Last weekend was my future sister-in-laws' Hens Weekend Away. We started with lunch where I ordered a Caesar Salad with Avocado and Salmon. I ate a couple of mouthfuls and then it all came back up. (In the bathroom of course). I tried again to eat a couple more tiny mouthfuls and again, it came back up. Determined to 'eat something', I tried again, and again, it all came back up. Not good.

Looking back now, I realise that it had been a good 4 hours since I had eaten anything prior to attempting the salad, and perhaps I will just be one of those people that will need to snack ALL THE TIME.

Later that afternoon I snacked for hours on crackers, dips and cheeses and then ate a small meal of Gnocchi (drenched in pesto and oil) with not a single drama. I also enjoyed a couple of sips of wine, a Smirnoff Ice (vodka and lemon drink) and a small 'fruit tingle' cocktail over about a 5 hour period.

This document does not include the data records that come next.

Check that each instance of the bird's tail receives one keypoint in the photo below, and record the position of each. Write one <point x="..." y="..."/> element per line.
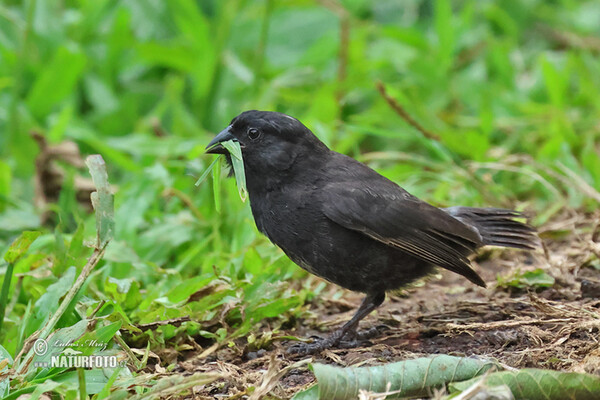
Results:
<point x="498" y="226"/>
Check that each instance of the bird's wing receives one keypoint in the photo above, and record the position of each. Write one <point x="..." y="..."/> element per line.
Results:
<point x="387" y="213"/>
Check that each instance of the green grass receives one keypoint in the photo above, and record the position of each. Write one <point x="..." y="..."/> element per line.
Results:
<point x="510" y="87"/>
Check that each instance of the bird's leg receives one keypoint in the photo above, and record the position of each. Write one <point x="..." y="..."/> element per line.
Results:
<point x="371" y="302"/>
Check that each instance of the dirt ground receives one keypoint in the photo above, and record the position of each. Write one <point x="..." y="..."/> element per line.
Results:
<point x="554" y="328"/>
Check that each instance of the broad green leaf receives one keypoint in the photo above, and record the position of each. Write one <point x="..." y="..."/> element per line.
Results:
<point x="538" y="384"/>
<point x="411" y="378"/>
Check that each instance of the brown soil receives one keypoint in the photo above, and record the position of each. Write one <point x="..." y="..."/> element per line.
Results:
<point x="553" y="328"/>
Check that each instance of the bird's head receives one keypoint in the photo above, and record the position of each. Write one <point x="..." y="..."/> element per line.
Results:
<point x="269" y="141"/>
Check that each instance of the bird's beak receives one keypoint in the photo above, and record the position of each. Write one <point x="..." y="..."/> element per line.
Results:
<point x="214" y="147"/>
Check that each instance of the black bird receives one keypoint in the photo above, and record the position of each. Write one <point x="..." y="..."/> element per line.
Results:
<point x="339" y="219"/>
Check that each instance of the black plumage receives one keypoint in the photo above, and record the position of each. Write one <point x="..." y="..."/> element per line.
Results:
<point x="343" y="221"/>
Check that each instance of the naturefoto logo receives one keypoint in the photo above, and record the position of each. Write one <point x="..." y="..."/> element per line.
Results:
<point x="69" y="357"/>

I was very impressed with this effort as it had been the first time since my surgery that I had drank any alcohol. We danced the night away until 4am! 

I visited my GP on Friday to have a blood test to check my B12 and iron levels and will have those results back Monday. I am finding that I am 'crashing' about every 3rd day or so, needing a sleep in the afternoon. (It doesn't help that I am still not getting to bed very early of an evening either). I may have to start B12 injections soon, something I would much rather avoid. I have been taking a sublingual B12 (1mg) tablet each day but it is apparantley debatable as to how much B12 I would actually be absorbing via this method. (It just dissolves under your tongue). I guess I will find out Monday!

My weight seems to have stabilised for now. I am 64 kilos (141 pounds) which is the weight I would sit at in the past when not dieting. I am scared of losing more weight now. Really scared. In my mind, I have this figure of 60 kilos as being my 'goal' and I guess I am now focussing on eating more frequently so that the weight stays on. Mum is taller than I and weighs a tiny 50 kilos (110 pounds), 3 years post gastrectomy. She keeps telling me that I will lose more weight, that it is still early days yet.... and that is scaring me. Time to step it up Tammy, and be more positive than I have been before!